Book Review: 1984 all over again? Summary: 5 Stars
We is a book all about beating the system. It follows one man's life through a journal he is writing to send on the spaceship, Integral, to primitive civilizations like us. The journal writing style and many other features reminded me greatly of 1984. This is a classic book about the impossibility of a true utopia. The love story that flows through the book ads intrigue and seems to parallel 1984 in several ways as well. The reader begins to feel the author of this journal's thoughts, regrets, and inner struggles. A true classic that few have read or even heard of that I believe should be added to every need to read list.

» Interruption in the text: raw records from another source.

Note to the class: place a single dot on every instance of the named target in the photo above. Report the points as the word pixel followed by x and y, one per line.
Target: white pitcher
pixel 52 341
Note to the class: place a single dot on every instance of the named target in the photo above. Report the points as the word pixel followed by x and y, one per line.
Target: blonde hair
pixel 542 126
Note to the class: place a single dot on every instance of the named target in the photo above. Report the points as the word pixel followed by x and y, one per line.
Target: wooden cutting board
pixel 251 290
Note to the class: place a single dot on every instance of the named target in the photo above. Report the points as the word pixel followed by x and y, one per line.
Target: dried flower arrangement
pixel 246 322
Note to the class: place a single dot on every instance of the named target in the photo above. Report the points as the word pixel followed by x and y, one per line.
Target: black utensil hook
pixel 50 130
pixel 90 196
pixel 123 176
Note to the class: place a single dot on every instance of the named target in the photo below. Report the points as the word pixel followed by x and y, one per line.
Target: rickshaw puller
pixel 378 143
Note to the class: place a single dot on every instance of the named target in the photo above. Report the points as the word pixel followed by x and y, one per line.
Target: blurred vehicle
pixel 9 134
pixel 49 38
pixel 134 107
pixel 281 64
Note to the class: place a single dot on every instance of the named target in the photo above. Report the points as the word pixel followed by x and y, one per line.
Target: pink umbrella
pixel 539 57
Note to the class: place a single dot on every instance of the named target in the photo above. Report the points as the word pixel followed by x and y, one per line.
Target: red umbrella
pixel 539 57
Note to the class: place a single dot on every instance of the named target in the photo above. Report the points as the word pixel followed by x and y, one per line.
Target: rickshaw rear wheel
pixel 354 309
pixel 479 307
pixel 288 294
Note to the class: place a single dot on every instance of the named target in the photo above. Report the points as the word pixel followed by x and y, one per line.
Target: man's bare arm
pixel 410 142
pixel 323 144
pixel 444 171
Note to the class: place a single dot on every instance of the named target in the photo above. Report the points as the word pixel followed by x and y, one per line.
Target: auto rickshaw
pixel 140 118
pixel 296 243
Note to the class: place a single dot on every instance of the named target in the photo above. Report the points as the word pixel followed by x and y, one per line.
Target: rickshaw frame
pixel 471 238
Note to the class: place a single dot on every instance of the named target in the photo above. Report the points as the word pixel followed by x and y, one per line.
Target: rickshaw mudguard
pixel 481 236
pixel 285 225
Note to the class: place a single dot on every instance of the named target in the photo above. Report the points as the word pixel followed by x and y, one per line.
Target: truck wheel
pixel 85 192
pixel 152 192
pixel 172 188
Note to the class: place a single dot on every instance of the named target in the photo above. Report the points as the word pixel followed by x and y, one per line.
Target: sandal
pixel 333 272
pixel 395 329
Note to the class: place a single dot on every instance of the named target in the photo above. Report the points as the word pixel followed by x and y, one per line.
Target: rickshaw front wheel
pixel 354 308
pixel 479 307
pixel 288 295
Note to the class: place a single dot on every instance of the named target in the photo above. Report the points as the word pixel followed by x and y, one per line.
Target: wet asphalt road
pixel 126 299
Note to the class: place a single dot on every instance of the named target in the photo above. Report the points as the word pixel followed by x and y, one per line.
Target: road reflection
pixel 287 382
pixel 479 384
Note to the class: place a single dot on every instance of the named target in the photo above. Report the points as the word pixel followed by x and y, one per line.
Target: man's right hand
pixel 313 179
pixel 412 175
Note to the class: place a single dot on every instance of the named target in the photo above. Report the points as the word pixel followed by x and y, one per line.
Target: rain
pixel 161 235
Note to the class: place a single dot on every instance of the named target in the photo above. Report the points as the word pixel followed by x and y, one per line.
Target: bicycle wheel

Book Review: A Brilliant Cautionary Tale About Government Control! Summary: 5 Stars
We was written before 1984 and Brave New World, and yet I never heard of it until coming across it on a store shelf! It's a haunting scifi story and too good not to tell others about. It is also similar in some ways to The Giver. Written in the form of the journals of a tormented genius, D-503 lives in a world so bizarre that it almost seems like he is inside a computer. Each "number" is almost identical, and most are expendable, but he is the builder of a great starship, therefore of importance to the One State, and so is granted more tolerance when his behavior gets eccentric. Life is totally regimented except for 2 personal hours each day, and even then, most numbers either go for a walk or get a coupon allowing them to have sex with a partner they have registered with. D-503 has one male friend, a Black poet who writes for the State, and a female partner who he shares with his friend. Like all oppressive states, this one has an underground, and D-503's life falls into disarray when he meets and falls in love with I-330, a mysterious woman of the resistance. There is little in this world that stands out, but the author focuses on facial features and body shapes that attract and repel him at the same time. His mind whirling in confusion, he goes to a doctor who says he is sick because he has developed a soul, and that the condition is "incurable." Yet he is given permission to be sick because he is so important. As the time for the ship's launch is at hand, to spread "perfect happiness" throughout the universe, the resistance bubbles to the surface, and the state devises a ghastly cure for imagination, the last shred of humanity that is left. Society explodes in chaos as numbers refuse to submit to the Great Operation that will take away their imagination, their resistance, and with it, their soul. To tell any more would ruin the story. A word of warning: DON'T read the introduction before the story, it tells how the story ends!